Saturday, January 6, 2007

ARE WE OVERDUE FOR AN ECONOMIC SLOWDOWN?

As of Dec 2006, the US stock market has been in a bull rally for 3 years and 9 months. The talking heads, portfolio defenders, fund managers, and others can't help but be ecstatic as they trumpet their success. But none are talking about Historical Market/Stock Cycles.

These cycles, (market bottom-top-bottom again), average 53 months in length according to Martin Pring in his book The All-Season Investor. He also notes that these cycles can be altered by Federal Monetary Policy. If we use March 2003 as the start of the current bull cycle, then using his figures, we will have a new cycle beginning in Sep 2007 and would have had a market top in June 2005.

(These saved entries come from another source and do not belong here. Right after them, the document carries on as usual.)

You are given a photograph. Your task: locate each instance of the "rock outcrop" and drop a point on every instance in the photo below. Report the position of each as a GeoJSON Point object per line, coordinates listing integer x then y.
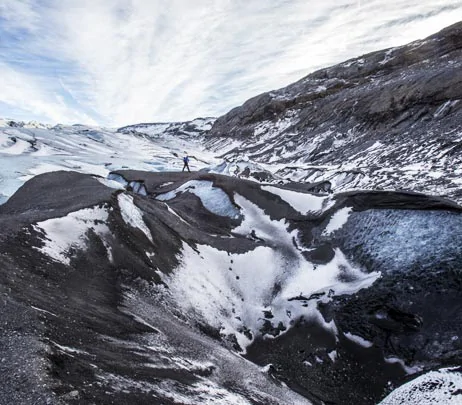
{"type": "Point", "coordinates": [386, 120]}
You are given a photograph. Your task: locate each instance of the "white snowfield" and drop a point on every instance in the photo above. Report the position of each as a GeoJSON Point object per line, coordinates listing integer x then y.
{"type": "Point", "coordinates": [34, 149]}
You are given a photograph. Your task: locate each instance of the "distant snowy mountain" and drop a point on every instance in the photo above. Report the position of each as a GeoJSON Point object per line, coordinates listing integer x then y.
{"type": "Point", "coordinates": [185, 130]}
{"type": "Point", "coordinates": [289, 267]}
{"type": "Point", "coordinates": [27, 150]}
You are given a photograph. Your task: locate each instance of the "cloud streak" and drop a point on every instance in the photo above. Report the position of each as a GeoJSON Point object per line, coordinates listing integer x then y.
{"type": "Point", "coordinates": [115, 62]}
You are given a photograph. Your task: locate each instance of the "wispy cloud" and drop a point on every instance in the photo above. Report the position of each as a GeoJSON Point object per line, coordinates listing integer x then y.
{"type": "Point", "coordinates": [115, 62]}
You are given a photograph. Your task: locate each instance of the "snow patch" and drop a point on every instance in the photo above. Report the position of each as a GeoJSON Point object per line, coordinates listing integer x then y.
{"type": "Point", "coordinates": [359, 340]}
{"type": "Point", "coordinates": [441, 387]}
{"type": "Point", "coordinates": [132, 215]}
{"type": "Point", "coordinates": [302, 202]}
{"type": "Point", "coordinates": [65, 234]}
{"type": "Point", "coordinates": [339, 219]}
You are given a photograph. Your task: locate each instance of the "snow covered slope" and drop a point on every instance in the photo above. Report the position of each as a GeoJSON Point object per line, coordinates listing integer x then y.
{"type": "Point", "coordinates": [164, 295]}
{"type": "Point", "coordinates": [27, 150]}
{"type": "Point", "coordinates": [386, 120]}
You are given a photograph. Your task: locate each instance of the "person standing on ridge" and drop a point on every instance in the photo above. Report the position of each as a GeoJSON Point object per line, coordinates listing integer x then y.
{"type": "Point", "coordinates": [186, 163]}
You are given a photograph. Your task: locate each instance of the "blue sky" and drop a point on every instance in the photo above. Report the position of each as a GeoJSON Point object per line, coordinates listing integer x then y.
{"type": "Point", "coordinates": [117, 62]}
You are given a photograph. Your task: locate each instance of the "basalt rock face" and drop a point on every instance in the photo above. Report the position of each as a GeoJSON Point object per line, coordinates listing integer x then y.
{"type": "Point", "coordinates": [116, 297]}
{"type": "Point", "coordinates": [389, 119]}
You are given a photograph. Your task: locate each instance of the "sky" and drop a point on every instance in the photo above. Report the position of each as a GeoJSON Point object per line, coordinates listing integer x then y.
{"type": "Point", "coordinates": [119, 62]}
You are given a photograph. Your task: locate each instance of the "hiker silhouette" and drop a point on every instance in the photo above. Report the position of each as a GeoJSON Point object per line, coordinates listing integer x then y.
{"type": "Point", "coordinates": [186, 163]}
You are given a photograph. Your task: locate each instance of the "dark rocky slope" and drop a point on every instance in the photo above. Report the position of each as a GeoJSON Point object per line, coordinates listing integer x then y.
{"type": "Point", "coordinates": [389, 119]}
{"type": "Point", "coordinates": [147, 299]}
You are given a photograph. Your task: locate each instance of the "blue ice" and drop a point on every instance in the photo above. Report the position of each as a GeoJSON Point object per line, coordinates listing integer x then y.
{"type": "Point", "coordinates": [118, 178]}
{"type": "Point", "coordinates": [213, 199]}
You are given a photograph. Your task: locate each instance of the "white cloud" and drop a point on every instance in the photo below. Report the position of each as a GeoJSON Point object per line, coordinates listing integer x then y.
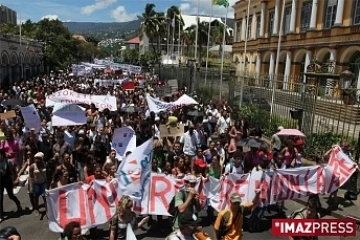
{"type": "Point", "coordinates": [50, 17]}
{"type": "Point", "coordinates": [189, 7]}
{"type": "Point", "coordinates": [120, 15]}
{"type": "Point", "coordinates": [98, 5]}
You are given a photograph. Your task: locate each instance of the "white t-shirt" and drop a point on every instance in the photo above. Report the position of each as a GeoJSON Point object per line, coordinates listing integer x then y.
{"type": "Point", "coordinates": [238, 170]}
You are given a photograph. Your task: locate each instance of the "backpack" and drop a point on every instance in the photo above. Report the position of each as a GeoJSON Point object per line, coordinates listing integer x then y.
{"type": "Point", "coordinates": [172, 210]}
{"type": "Point", "coordinates": [223, 230]}
{"type": "Point", "coordinates": [296, 213]}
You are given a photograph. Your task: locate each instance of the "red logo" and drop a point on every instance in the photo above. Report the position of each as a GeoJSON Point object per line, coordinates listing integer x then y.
{"type": "Point", "coordinates": [345, 227]}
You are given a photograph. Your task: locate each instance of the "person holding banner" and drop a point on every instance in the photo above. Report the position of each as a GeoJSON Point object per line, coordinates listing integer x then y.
{"type": "Point", "coordinates": [123, 217]}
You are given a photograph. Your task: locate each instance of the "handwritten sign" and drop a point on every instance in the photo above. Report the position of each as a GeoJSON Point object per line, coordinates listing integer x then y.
{"type": "Point", "coordinates": [124, 140]}
{"type": "Point", "coordinates": [172, 131]}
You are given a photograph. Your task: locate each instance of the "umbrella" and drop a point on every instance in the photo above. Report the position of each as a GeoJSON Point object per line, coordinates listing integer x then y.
{"type": "Point", "coordinates": [291, 132]}
{"type": "Point", "coordinates": [250, 142]}
{"type": "Point", "coordinates": [13, 102]}
{"type": "Point", "coordinates": [195, 113]}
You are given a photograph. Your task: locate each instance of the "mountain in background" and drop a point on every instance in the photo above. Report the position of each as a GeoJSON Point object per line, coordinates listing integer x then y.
{"type": "Point", "coordinates": [106, 30]}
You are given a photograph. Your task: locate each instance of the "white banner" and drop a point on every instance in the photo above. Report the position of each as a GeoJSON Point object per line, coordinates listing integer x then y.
{"type": "Point", "coordinates": [152, 193]}
{"type": "Point", "coordinates": [31, 117]}
{"type": "Point", "coordinates": [123, 140]}
{"type": "Point", "coordinates": [70, 97]}
{"type": "Point", "coordinates": [109, 83]}
{"type": "Point", "coordinates": [68, 115]}
{"type": "Point", "coordinates": [157, 106]}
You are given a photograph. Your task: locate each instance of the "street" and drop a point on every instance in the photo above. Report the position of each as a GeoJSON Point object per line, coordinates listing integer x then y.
{"type": "Point", "coordinates": [32, 227]}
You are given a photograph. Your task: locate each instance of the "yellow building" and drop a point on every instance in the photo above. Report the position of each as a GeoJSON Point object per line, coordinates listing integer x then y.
{"type": "Point", "coordinates": [325, 30]}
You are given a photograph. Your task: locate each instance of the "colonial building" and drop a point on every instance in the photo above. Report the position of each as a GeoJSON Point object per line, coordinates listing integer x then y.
{"type": "Point", "coordinates": [322, 30]}
{"type": "Point", "coordinates": [19, 60]}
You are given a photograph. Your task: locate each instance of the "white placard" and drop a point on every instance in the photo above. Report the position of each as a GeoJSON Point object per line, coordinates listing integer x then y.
{"type": "Point", "coordinates": [68, 115]}
{"type": "Point", "coordinates": [124, 140]}
{"type": "Point", "coordinates": [31, 117]}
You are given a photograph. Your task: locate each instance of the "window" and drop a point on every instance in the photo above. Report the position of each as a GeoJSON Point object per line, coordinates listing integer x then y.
{"type": "Point", "coordinates": [249, 28]}
{"type": "Point", "coordinates": [238, 30]}
{"type": "Point", "coordinates": [357, 12]}
{"type": "Point", "coordinates": [287, 20]}
{"type": "Point", "coordinates": [330, 13]}
{"type": "Point", "coordinates": [271, 23]}
{"type": "Point", "coordinates": [305, 16]}
{"type": "Point", "coordinates": [258, 25]}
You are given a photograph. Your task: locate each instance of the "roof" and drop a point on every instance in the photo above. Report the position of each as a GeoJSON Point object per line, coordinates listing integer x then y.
{"type": "Point", "coordinates": [191, 20]}
{"type": "Point", "coordinates": [79, 37]}
{"type": "Point", "coordinates": [228, 48]}
{"type": "Point", "coordinates": [135, 40]}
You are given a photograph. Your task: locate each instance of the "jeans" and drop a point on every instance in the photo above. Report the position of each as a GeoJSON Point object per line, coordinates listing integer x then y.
{"type": "Point", "coordinates": [8, 185]}
{"type": "Point", "coordinates": [80, 166]}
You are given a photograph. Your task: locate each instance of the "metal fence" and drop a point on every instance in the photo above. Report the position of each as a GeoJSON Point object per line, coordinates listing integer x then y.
{"type": "Point", "coordinates": [329, 114]}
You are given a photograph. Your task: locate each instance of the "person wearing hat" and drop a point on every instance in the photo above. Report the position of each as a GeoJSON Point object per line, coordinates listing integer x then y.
{"type": "Point", "coordinates": [188, 225]}
{"type": "Point", "coordinates": [276, 141]}
{"type": "Point", "coordinates": [187, 200]}
{"type": "Point", "coordinates": [229, 222]}
{"type": "Point", "coordinates": [37, 180]}
{"type": "Point", "coordinates": [190, 141]}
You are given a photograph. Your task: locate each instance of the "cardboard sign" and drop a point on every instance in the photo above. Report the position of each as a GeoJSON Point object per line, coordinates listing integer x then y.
{"type": "Point", "coordinates": [177, 131]}
{"type": "Point", "coordinates": [8, 115]}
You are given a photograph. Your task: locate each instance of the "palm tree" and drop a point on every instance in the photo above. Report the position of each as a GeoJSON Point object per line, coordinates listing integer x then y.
{"type": "Point", "coordinates": [219, 37]}
{"type": "Point", "coordinates": [152, 25]}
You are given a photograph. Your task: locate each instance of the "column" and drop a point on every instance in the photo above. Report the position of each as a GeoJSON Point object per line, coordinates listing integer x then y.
{"type": "Point", "coordinates": [293, 16]}
{"type": "Point", "coordinates": [330, 83]}
{"type": "Point", "coordinates": [262, 18]}
{"type": "Point", "coordinates": [287, 70]}
{"type": "Point", "coordinates": [339, 12]}
{"type": "Point", "coordinates": [308, 58]}
{"type": "Point", "coordinates": [253, 25]}
{"type": "Point", "coordinates": [276, 17]}
{"type": "Point", "coordinates": [313, 14]}
{"type": "Point", "coordinates": [258, 65]}
{"type": "Point", "coordinates": [272, 64]}
{"type": "Point", "coordinates": [243, 28]}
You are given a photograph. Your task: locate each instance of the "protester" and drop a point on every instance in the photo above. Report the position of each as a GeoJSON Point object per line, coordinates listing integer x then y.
{"type": "Point", "coordinates": [6, 183]}
{"type": "Point", "coordinates": [187, 200]}
{"type": "Point", "coordinates": [229, 222]}
{"type": "Point", "coordinates": [124, 216]}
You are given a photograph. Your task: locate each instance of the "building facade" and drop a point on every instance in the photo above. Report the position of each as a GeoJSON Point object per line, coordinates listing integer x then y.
{"type": "Point", "coordinates": [322, 30]}
{"type": "Point", "coordinates": [19, 61]}
{"type": "Point", "coordinates": [7, 15]}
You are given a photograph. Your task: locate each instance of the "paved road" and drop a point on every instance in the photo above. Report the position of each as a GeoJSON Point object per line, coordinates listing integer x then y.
{"type": "Point", "coordinates": [32, 227]}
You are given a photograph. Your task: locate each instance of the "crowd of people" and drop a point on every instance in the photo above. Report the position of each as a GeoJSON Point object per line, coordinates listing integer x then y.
{"type": "Point", "coordinates": [210, 146]}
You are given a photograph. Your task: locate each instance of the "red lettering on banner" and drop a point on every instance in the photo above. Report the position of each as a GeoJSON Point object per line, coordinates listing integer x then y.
{"type": "Point", "coordinates": [161, 195]}
{"type": "Point", "coordinates": [63, 207]}
{"type": "Point", "coordinates": [225, 195]}
{"type": "Point", "coordinates": [102, 199]}
{"type": "Point", "coordinates": [240, 183]}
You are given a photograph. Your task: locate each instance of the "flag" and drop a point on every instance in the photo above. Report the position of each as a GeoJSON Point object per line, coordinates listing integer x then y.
{"type": "Point", "coordinates": [223, 3]}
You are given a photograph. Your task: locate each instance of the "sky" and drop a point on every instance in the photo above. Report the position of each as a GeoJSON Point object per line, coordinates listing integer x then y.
{"type": "Point", "coordinates": [106, 10]}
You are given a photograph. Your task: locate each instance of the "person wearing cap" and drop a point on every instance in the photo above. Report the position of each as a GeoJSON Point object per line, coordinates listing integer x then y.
{"type": "Point", "coordinates": [187, 227]}
{"type": "Point", "coordinates": [38, 180]}
{"type": "Point", "coordinates": [190, 141]}
{"type": "Point", "coordinates": [276, 141]}
{"type": "Point", "coordinates": [187, 200]}
{"type": "Point", "coordinates": [231, 228]}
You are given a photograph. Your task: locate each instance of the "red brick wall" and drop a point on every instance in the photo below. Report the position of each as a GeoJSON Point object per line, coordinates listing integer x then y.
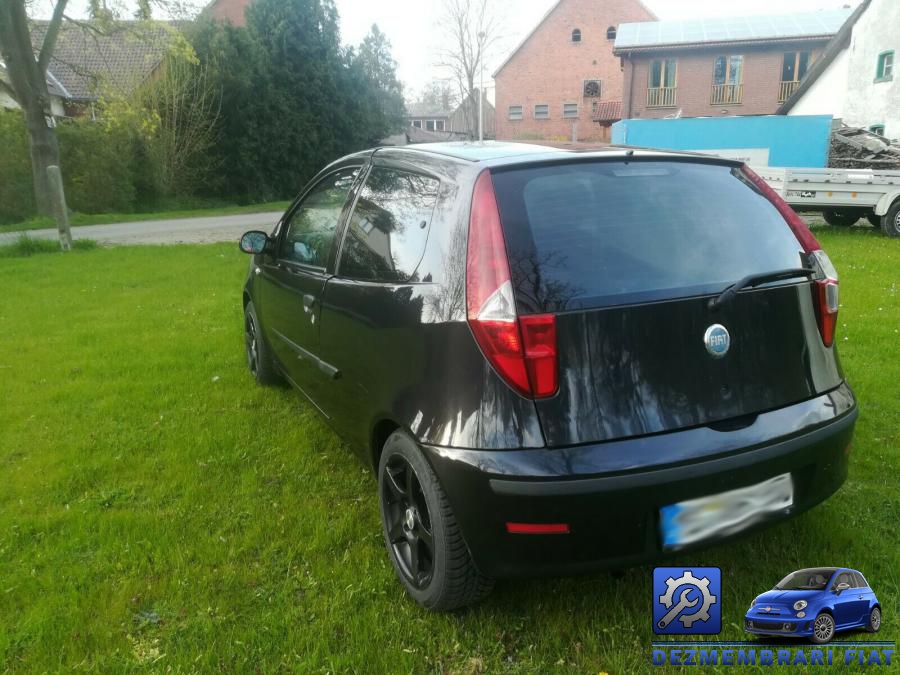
{"type": "Point", "coordinates": [761, 80]}
{"type": "Point", "coordinates": [229, 10]}
{"type": "Point", "coordinates": [549, 68]}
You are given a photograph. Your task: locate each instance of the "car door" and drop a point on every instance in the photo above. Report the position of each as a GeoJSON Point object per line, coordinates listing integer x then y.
{"type": "Point", "coordinates": [847, 605]}
{"type": "Point", "coordinates": [372, 313]}
{"type": "Point", "coordinates": [293, 279]}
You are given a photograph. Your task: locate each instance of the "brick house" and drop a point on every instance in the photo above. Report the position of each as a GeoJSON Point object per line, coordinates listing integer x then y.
{"type": "Point", "coordinates": [724, 66]}
{"type": "Point", "coordinates": [563, 80]}
{"type": "Point", "coordinates": [229, 11]}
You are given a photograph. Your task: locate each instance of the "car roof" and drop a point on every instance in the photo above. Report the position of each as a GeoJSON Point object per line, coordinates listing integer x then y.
{"type": "Point", "coordinates": [501, 153]}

The present cycle has obviously been elongated for many reasons. Two I would like to mention, and not stated often enough: 1. The US Dollar is no longer the lone proxy currency anymore. 2. Emerging markets are almost done emerging. This present cycle, beyond Fed Policy, has been altered by forces beyond our border.

If one looks at the present Market Cycle, it would start out in 2003 at the bottom and begin an Economic Recovery. Consumer Expectations are revived, Industrials, Cyclicals are strong, the price and demand for Raw Materials is increasing, and Basic Industry is smoking. As the rising slope gets steeper we begin to see weakness in Real Estate. Sound Familiar? As we reach the top, Energy prices soar and continue to pace the market until the top begins to ease. In the rest of the model cycle, a decent begins that favors Consumer Staples, Services, Utilities, and Financials.

All this time the Fed worries about the upward pressure on wages, inflation, GDP, and what tie to wear at the next Senate Hearing. While the Fed wrestles with interest rates in light of the Dollar or in spite of the Dollar, Gold is watching this battle from the corner ready to strike at any time.

We are experiencing an extended creep to the market's top and we may be walking on a weakly cantilevered plank over the edge.